Driven by the recent advances of next generation sequencing (NGS) technologies and an urgent need to decode complex human diseases, a multitude of large-scale studies were conducted recently that have resulted in an unprecedented volume of whole transcriptome sequencing (RNA-seq) data. While these data offer new opportunities to identify the mechanisms underlying disease, the comparison of data from different sources poses a great challenge, due to differences in sample and data processing.

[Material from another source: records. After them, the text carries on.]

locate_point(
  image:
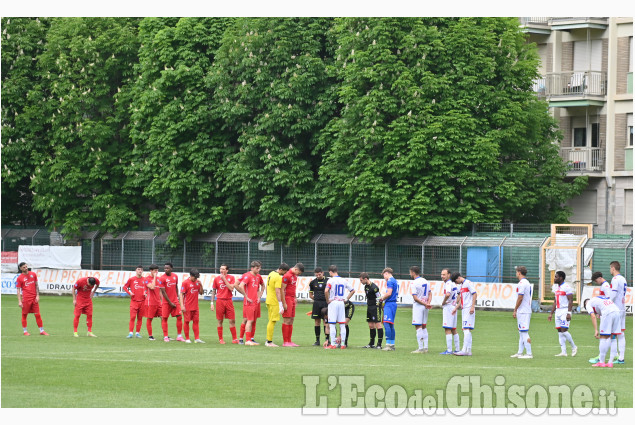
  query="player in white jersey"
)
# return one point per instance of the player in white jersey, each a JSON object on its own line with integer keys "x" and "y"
{"x": 467, "y": 292}
{"x": 522, "y": 313}
{"x": 618, "y": 296}
{"x": 421, "y": 298}
{"x": 562, "y": 306}
{"x": 609, "y": 325}
{"x": 450, "y": 298}
{"x": 334, "y": 294}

Here, researchers from Memorial Sloan Kettering Cancer Center present a pipeline that processes and unifies RNA-seq data from different studies, which includes uniform realignment and gene expression quantification as well as batch effect removal. Thry find that uniform alignment and quantification is not sufficient when combining RNA-seq data from different sources and that the removal of other batch effects is essential to facilitate data comparison. They have processed data from the Genotype Tissue Expression project (GTEx) and The Cancer Genome Atlas (TCGA) and have successfully corrected for study-specific biases, enabling comparative analysis across studies. The normalized data are available for download via GitHub (at https://github.com/mskcc/RNAseqDB).
Effect of uniform processing and batch effect removal on expression levels in GTEx and TCGA
Two-dimensional plots are shown of principal components calculated by performing PCA of the gene expression values of bladder, prostate, and thyroid samples from GTEx and TCGA. (a) PCA of the level 3 data, i.e. the expression data from GTEx and TCGA. GTEx expression data was quantile normalized. (b) PCA of the expression data after uniform processing through our pipeline, before batch bias correction.(c)PCA of the expression data after uniform processing through our pipeline, after batch bias correction.